City officials meet with members of marginalized groups to discuss concerns, areas for improvement |

City officials meet with members of marginalized groups to discuss concerns, areas for improvement

People enjoy the LGTBQ Pride celebration June 26. l Bryce Martin/Steamboat Pilot & Today archive

Being an Asian woman in Routt County felt like an extremely isolating experience for Cho Tin Tun Kirkpatrick for her first several years of living here.

Now, after 20 years of residing in South Routt County, Tin Tun Kirkpatrick walks down the street and sees more and more people who look like her — something she said makes her feel like she fits in and belongs to the community.

“I used to be the only one,” Tin Tun Kirkpatrick said. “Now, it’s a little bit more representative, and I certainly hope we can do more.”

Tin Tun Kirkpatrick was one of about 20 community members representing various marginalized groups who attended a roundtable with the city of Steamboat Springs’ Diversity, Equity and Inclusion Committee, which is comprised of city council members Sonja Macys and Lisel Petis, City Manager Gary Suiter and Human Resources and Risk Manager Wendy Ecklund. The group met to discuss issues facing the various communities, which included representatives from Integrated Community, Steamboat Springs High School, Horizons Northwest Colorado, Yampa Valley Pride and The Health Partnership.

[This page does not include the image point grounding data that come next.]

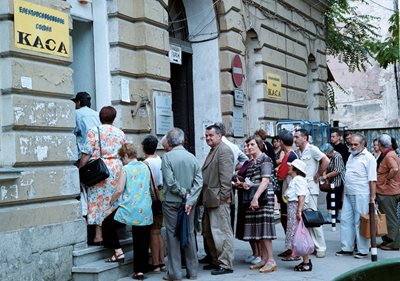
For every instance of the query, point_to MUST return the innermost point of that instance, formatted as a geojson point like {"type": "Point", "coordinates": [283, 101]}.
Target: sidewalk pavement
{"type": "Point", "coordinates": [323, 268]}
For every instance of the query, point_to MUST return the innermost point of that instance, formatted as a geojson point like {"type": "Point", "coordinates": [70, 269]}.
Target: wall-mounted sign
{"type": "Point", "coordinates": [274, 85]}
{"type": "Point", "coordinates": [175, 54]}
{"type": "Point", "coordinates": [237, 122]}
{"type": "Point", "coordinates": [238, 97]}
{"type": "Point", "coordinates": [237, 71]}
{"type": "Point", "coordinates": [41, 29]}
{"type": "Point", "coordinates": [164, 116]}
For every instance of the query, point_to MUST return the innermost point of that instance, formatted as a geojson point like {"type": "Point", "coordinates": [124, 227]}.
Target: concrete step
{"type": "Point", "coordinates": [95, 253]}
{"type": "Point", "coordinates": [103, 271]}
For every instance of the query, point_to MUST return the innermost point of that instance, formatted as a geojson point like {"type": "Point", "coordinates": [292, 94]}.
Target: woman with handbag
{"type": "Point", "coordinates": [297, 196]}
{"type": "Point", "coordinates": [103, 142]}
{"type": "Point", "coordinates": [259, 195]}
{"type": "Point", "coordinates": [134, 210]}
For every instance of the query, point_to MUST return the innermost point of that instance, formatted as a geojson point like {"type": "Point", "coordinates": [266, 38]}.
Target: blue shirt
{"type": "Point", "coordinates": [86, 118]}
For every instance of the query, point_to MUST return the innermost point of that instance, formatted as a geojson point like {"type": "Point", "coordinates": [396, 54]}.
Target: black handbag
{"type": "Point", "coordinates": [312, 218]}
{"type": "Point", "coordinates": [248, 195]}
{"type": "Point", "coordinates": [94, 171]}
{"type": "Point", "coordinates": [156, 205]}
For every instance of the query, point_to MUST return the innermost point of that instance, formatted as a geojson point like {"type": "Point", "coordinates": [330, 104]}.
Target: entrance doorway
{"type": "Point", "coordinates": [182, 99]}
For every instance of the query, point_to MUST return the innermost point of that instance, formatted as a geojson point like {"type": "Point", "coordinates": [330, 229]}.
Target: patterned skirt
{"type": "Point", "coordinates": [260, 224]}
{"type": "Point", "coordinates": [291, 224]}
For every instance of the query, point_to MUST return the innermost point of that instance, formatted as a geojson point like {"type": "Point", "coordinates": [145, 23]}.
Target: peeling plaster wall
{"type": "Point", "coordinates": [40, 218]}
{"type": "Point", "coordinates": [372, 101]}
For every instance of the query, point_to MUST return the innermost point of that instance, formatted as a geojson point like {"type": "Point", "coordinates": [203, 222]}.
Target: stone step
{"type": "Point", "coordinates": [95, 253]}
{"type": "Point", "coordinates": [103, 271]}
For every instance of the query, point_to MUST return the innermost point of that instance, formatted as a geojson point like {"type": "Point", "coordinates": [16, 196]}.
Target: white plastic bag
{"type": "Point", "coordinates": [302, 244]}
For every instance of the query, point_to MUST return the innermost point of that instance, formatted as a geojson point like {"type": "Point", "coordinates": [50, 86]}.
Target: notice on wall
{"type": "Point", "coordinates": [41, 29]}
{"type": "Point", "coordinates": [164, 115]}
{"type": "Point", "coordinates": [175, 54]}
{"type": "Point", "coordinates": [237, 122]}
{"type": "Point", "coordinates": [125, 96]}
{"type": "Point", "coordinates": [274, 85]}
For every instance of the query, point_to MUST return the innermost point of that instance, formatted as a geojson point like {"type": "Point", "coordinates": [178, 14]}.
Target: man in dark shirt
{"type": "Point", "coordinates": [339, 146]}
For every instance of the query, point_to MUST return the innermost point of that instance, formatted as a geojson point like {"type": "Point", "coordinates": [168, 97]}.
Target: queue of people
{"type": "Point", "coordinates": [126, 197]}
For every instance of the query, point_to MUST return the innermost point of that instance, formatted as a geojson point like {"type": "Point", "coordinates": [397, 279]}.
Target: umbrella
{"type": "Point", "coordinates": [182, 226]}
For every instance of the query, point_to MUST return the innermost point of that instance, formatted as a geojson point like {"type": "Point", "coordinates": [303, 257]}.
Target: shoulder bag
{"type": "Point", "coordinates": [94, 171]}
{"type": "Point", "coordinates": [312, 218]}
{"type": "Point", "coordinates": [156, 205]}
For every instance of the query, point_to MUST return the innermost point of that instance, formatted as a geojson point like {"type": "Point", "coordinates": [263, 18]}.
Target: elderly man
{"type": "Point", "coordinates": [217, 197]}
{"type": "Point", "coordinates": [359, 191]}
{"type": "Point", "coordinates": [316, 162]}
{"type": "Point", "coordinates": [388, 192]}
{"type": "Point", "coordinates": [182, 181]}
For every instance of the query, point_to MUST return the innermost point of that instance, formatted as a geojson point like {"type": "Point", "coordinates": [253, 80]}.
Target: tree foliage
{"type": "Point", "coordinates": [349, 33]}
{"type": "Point", "coordinates": [388, 51]}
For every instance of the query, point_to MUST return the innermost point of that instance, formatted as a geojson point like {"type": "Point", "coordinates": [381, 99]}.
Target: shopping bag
{"type": "Point", "coordinates": [380, 225]}
{"type": "Point", "coordinates": [302, 244]}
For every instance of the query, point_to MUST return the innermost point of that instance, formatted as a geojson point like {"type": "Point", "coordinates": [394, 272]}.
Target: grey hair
{"type": "Point", "coordinates": [385, 140]}
{"type": "Point", "coordinates": [175, 137]}
{"type": "Point", "coordinates": [361, 137]}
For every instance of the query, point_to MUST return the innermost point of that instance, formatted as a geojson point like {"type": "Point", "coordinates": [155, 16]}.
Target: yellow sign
{"type": "Point", "coordinates": [41, 29]}
{"type": "Point", "coordinates": [274, 85]}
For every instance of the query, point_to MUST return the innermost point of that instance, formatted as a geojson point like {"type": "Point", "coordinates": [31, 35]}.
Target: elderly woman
{"type": "Point", "coordinates": [134, 210]}
{"type": "Point", "coordinates": [259, 218]}
{"type": "Point", "coordinates": [99, 195]}
{"type": "Point", "coordinates": [334, 174]}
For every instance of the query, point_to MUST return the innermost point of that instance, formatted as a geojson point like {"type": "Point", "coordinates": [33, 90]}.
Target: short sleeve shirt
{"type": "Point", "coordinates": [311, 156]}
{"type": "Point", "coordinates": [360, 170]}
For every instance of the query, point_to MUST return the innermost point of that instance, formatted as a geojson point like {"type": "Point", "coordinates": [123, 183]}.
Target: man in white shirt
{"type": "Point", "coordinates": [316, 163]}
{"type": "Point", "coordinates": [86, 118]}
{"type": "Point", "coordinates": [359, 191]}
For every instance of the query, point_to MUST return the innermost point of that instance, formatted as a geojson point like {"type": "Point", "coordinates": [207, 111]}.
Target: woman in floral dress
{"type": "Point", "coordinates": [99, 195]}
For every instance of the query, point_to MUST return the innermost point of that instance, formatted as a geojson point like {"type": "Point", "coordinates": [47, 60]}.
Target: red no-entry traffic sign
{"type": "Point", "coordinates": [237, 71]}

Committee representatives shared different ideas for what specific goals they believed the group should work toward, but they agree on one underlying purpose: to lift up marginalized groups and ensure Steamboat is a safe place for all people to live and work.

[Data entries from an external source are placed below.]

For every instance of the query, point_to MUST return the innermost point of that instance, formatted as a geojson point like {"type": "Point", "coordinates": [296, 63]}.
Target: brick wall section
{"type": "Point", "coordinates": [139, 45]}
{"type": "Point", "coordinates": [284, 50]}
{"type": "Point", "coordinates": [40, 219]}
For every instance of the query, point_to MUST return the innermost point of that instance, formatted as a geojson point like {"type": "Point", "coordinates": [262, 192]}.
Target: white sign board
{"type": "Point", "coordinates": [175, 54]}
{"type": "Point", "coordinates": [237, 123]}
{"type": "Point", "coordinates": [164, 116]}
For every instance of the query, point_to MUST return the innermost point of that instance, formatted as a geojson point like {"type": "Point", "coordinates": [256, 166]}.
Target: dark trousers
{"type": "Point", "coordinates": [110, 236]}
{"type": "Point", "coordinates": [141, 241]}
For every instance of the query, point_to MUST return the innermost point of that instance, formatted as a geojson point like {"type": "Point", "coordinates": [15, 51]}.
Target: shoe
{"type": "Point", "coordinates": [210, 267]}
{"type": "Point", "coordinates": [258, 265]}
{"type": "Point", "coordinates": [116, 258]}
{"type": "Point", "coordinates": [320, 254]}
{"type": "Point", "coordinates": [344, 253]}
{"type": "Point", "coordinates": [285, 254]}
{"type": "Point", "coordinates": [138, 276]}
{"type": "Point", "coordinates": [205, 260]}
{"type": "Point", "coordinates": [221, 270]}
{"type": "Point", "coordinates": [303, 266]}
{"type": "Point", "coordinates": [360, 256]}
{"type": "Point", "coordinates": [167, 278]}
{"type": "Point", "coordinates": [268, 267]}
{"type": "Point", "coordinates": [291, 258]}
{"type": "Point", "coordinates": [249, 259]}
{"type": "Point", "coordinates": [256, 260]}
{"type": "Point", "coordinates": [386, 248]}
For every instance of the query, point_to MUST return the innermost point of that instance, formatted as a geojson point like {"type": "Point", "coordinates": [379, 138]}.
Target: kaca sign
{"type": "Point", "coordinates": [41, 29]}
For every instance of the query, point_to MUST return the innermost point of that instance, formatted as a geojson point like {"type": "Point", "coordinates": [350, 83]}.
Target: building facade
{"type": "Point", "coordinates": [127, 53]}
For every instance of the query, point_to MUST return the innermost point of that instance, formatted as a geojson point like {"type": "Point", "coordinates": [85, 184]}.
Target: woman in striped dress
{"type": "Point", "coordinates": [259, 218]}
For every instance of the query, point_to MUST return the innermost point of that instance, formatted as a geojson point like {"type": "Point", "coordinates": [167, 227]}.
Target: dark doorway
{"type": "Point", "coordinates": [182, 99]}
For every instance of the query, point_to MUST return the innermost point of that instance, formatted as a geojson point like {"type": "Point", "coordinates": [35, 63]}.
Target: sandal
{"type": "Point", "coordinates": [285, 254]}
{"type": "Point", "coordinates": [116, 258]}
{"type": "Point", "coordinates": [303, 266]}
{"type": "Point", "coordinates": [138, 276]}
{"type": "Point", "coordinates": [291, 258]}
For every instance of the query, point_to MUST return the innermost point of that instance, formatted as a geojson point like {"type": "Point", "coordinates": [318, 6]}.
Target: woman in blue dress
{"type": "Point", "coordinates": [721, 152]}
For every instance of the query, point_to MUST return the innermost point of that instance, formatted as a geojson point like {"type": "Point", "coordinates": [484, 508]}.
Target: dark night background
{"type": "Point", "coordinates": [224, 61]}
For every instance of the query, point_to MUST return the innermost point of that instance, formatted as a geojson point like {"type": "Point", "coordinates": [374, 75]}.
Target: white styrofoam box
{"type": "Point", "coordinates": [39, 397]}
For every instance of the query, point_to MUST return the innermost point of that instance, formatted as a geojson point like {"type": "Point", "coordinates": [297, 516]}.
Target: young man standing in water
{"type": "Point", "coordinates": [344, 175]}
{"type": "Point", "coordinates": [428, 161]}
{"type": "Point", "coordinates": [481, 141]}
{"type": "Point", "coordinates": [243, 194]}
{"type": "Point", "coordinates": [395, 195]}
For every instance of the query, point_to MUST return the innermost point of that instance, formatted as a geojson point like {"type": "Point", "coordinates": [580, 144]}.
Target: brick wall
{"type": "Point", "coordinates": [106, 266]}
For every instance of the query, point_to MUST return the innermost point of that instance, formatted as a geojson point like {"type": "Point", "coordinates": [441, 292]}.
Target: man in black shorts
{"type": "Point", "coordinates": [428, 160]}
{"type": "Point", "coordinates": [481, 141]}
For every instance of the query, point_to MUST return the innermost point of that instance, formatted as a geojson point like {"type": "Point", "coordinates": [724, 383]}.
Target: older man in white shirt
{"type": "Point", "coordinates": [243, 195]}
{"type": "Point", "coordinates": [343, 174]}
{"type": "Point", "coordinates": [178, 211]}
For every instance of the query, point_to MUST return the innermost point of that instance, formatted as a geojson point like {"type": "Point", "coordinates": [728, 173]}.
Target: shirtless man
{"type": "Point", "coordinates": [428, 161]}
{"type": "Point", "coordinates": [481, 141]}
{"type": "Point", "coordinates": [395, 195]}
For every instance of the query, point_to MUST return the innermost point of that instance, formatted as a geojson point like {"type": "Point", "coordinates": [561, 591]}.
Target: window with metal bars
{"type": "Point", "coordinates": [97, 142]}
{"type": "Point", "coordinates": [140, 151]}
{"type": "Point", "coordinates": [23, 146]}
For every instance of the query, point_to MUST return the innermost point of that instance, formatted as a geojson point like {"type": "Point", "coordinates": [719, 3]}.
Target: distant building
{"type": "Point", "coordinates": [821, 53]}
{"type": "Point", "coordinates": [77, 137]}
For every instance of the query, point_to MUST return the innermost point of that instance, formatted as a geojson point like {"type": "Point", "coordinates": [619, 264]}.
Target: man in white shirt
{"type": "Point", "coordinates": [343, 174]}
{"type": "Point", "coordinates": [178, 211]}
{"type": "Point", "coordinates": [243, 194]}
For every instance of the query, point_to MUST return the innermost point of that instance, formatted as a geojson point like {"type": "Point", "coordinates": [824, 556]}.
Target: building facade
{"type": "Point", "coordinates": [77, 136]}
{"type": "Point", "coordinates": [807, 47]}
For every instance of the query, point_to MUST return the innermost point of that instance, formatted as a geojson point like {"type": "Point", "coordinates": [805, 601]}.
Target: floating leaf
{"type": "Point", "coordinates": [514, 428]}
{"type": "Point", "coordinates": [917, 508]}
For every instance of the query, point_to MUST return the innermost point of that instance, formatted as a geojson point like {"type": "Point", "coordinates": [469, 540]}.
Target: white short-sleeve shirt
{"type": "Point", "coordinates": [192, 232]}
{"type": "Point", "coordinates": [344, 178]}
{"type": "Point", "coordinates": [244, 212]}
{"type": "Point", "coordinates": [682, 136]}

“You want to see people that represent you on boards, when you go to the store, when you go to the bank, when you go to the doctor’s office,” said Andres Cladera, Opera Steamboat’s general and artistic director who is also a member of Steamboat’s gay community. “We want to send a message to diverse communities that people are welcome here.”

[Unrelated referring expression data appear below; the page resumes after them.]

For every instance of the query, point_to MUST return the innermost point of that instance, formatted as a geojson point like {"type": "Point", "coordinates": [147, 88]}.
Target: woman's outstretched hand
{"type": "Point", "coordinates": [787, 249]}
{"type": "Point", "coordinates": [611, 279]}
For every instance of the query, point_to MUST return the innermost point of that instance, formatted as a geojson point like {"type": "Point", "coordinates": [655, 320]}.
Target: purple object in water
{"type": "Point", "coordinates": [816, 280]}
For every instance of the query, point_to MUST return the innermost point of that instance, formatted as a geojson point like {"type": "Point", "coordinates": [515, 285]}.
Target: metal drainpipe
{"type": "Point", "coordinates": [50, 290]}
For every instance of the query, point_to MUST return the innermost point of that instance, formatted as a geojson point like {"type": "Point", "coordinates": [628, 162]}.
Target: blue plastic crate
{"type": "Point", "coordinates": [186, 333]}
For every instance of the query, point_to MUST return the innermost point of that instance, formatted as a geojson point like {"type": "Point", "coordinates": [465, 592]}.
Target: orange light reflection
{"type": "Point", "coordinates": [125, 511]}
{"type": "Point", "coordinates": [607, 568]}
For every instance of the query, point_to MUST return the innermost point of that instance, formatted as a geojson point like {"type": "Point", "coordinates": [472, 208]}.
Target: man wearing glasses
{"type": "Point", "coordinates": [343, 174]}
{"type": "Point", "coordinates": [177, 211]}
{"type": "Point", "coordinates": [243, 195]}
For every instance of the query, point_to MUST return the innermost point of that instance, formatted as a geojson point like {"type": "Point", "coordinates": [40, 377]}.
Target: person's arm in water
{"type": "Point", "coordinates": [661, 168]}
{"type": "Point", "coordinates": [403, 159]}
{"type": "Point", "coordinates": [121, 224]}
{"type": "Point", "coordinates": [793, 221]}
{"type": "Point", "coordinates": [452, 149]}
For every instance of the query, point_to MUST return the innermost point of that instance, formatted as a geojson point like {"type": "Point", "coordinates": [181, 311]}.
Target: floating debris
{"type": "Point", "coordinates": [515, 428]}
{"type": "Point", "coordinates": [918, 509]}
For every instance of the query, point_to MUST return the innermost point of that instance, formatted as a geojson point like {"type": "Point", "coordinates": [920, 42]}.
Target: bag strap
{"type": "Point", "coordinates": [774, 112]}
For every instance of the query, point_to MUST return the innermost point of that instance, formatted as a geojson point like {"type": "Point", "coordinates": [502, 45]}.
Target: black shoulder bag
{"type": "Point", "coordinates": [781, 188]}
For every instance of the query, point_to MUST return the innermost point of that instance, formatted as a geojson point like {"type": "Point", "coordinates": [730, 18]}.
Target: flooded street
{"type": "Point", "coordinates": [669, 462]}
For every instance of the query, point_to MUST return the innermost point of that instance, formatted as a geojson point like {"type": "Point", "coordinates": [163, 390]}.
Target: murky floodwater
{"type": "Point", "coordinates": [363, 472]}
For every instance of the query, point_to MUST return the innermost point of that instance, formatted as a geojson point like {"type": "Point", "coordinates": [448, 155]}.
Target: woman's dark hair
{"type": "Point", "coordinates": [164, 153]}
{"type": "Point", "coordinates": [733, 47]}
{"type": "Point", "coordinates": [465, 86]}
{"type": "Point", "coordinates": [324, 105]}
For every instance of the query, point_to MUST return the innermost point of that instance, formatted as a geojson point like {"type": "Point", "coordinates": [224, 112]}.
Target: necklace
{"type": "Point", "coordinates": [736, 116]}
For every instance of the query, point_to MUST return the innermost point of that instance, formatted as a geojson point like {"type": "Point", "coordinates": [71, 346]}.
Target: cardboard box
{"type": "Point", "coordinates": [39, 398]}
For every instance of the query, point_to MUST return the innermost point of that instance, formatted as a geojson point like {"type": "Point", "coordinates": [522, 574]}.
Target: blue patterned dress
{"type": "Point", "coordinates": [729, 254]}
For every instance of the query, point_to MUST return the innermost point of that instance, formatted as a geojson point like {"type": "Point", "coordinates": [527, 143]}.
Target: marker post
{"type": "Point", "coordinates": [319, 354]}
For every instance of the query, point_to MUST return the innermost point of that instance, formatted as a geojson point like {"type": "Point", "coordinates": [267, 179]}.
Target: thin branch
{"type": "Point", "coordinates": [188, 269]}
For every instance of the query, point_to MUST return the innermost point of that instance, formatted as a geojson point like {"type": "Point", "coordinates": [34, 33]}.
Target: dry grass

In an effort to send a message of welcome and inclusion, Cladera suggested a joint marketing campaign launched by the DEI Committee, the city, the Steamboat Springs Chamber and Main Street Steamboat and featuring members of underrepresented communities sharing information about themselves and signaling that other members of their communities are also welcome in town.

“If I see my face and my community represented in that campaign, I must be welcome,” Cladera said. “The message says, ‘I’m a part of your community, and you’re a part of mine.’”

Cladera said Steamboat is a predominately white community, and leadership positions are mostly held by white community members.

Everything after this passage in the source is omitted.